De mon hémorragie, mon père en a fait tout un fromage. Il m’a conduit chez notre doctoresse afin qu’elle m’examine et qu’elle détecte l’éventuelle maladie grave que je pourrais couver, (il souffre toujours d’hypocondrie). D’un commun accord, ils ont décidé que l’air de la mer me ferait le plus grand bien, et, c’est dans une maison de repos du Pas-de-Calais que je dois partir pour un mois, à la mi-juin.
En attendant, nous allons faire des ballades avec l’Ami 6 Citroën. Papa est allé chercher Nanou pour nous emmener toutes les deux au Havre. Ça me fait plaisir de la revoir. Pour moi, elle fait partie de la famille au même titre que les enfants de ma mère. Même si bientôt le divorce de Papa et de Jeannine va être prononcé, avec elle il a gardé une bonne relation…il a aussi gardé la voiture.

Il fait froid dans le Pas-de-Calais, mais là, c’est une période de beau temps même si il y a du vent. Le trajet pour s’y rendre en voiture fut agréable. Nous arrivons à la maison de repos, ici à Calais au bord de la plage. La directrice accueille, ici, des femmes et des jeunes filles. Si elles sont mineures, elles doivent avoir l’autorisation de leurs parents et être des « demoiselles sérieuses ». En ce qui concerne le règlement, il reste le même pour toutes : respecter les horaires des repas et être rentrées le soir à dix huit heures, afin de se présenter pour le dîner, dans une tenue correcte.
Avant que mon père ne parte, la directrice lui présente la jeune étudiante avec qui je vais partager la chambre. Elle ressemble à une demoiselle on ne peut plus sérieuse. Je lis dans ses pensées comme à livre ouvert : il me semble qu’elle s’interrogeait sur la personne qui allait partager prochainement son intimité, sans pour autant avoir la réponse, en me voyant, elle paraît rassurée tout de même. C’est vrai que je suis plutôt sensitive ; je ressens vivement les réactions des autres à mon égard. J’ignore totalement si mon père l’est aussi ; s’il l’est, il faut que je me méfie. Il pourrait s’apercevoir que je suis dans un état de total bien-être du fait qu’il dégage de ma vue pour un mois. J’ai ainsi la capacité d’apprécier ce qui m’arrive pour la première fois : une presque totale liberté.

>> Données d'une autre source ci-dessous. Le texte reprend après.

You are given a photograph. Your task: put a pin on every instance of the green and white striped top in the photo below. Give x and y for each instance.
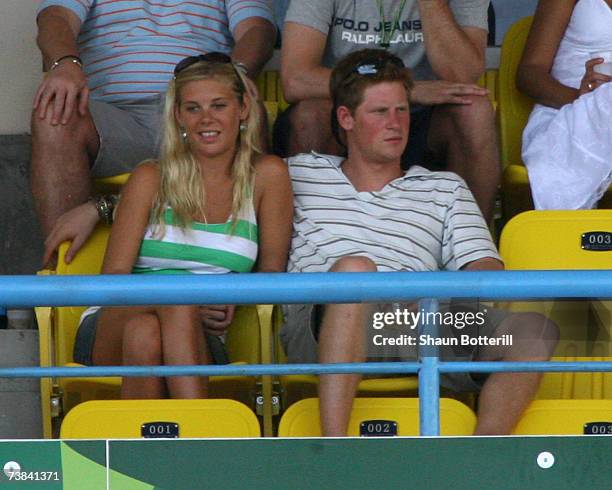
(200, 248)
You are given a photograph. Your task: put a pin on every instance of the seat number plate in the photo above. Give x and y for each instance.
(597, 241)
(378, 428)
(598, 428)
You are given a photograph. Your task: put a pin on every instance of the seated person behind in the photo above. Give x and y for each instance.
(211, 205)
(442, 42)
(568, 140)
(363, 213)
(98, 109)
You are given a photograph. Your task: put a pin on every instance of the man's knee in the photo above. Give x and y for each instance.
(142, 342)
(80, 131)
(534, 337)
(354, 263)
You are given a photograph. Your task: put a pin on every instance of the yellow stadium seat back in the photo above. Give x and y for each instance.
(559, 240)
(88, 261)
(553, 240)
(576, 386)
(514, 106)
(110, 184)
(125, 419)
(302, 418)
(565, 417)
(513, 109)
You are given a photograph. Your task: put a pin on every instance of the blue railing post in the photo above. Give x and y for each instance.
(429, 375)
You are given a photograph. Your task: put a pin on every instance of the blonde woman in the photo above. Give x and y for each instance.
(211, 204)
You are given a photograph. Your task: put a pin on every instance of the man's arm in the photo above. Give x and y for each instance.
(302, 74)
(65, 85)
(455, 53)
(254, 43)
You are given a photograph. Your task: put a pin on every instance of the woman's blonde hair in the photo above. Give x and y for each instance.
(180, 186)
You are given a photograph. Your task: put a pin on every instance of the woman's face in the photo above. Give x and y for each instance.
(211, 114)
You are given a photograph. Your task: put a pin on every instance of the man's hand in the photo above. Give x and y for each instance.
(76, 225)
(62, 92)
(217, 318)
(436, 92)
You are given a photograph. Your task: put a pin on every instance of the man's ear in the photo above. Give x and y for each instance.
(345, 118)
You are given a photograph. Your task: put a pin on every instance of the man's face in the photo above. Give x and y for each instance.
(378, 130)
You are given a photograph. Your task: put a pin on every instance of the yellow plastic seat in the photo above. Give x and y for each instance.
(564, 417)
(552, 240)
(298, 387)
(58, 327)
(514, 108)
(124, 419)
(302, 418)
(513, 111)
(489, 81)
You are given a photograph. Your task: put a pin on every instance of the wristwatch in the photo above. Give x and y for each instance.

Je n’aime pas le temps qui passe trop vite en ces instants privilégiés. Dans notre chambre, je m’entends bien avec Maryse, la jeune fille intellectuelle. J’ai un caractère adaptable. La chambre est meublée d’un troisième lit réservé à sa correspondante Allemande, qui doit venir se reposer quinze jours ici. Elle arrive dans une semaine.
Quelle bosseuse mon étudiante ! Même ici, il faut qu’elle bûche ses cours, et si elle connaît parfaitement l’anglais, en attendant de se perfectionner en allemand, il lui vient une idée :
« Je vais t’apprendre l’anglais, tu vas voir c’est facile.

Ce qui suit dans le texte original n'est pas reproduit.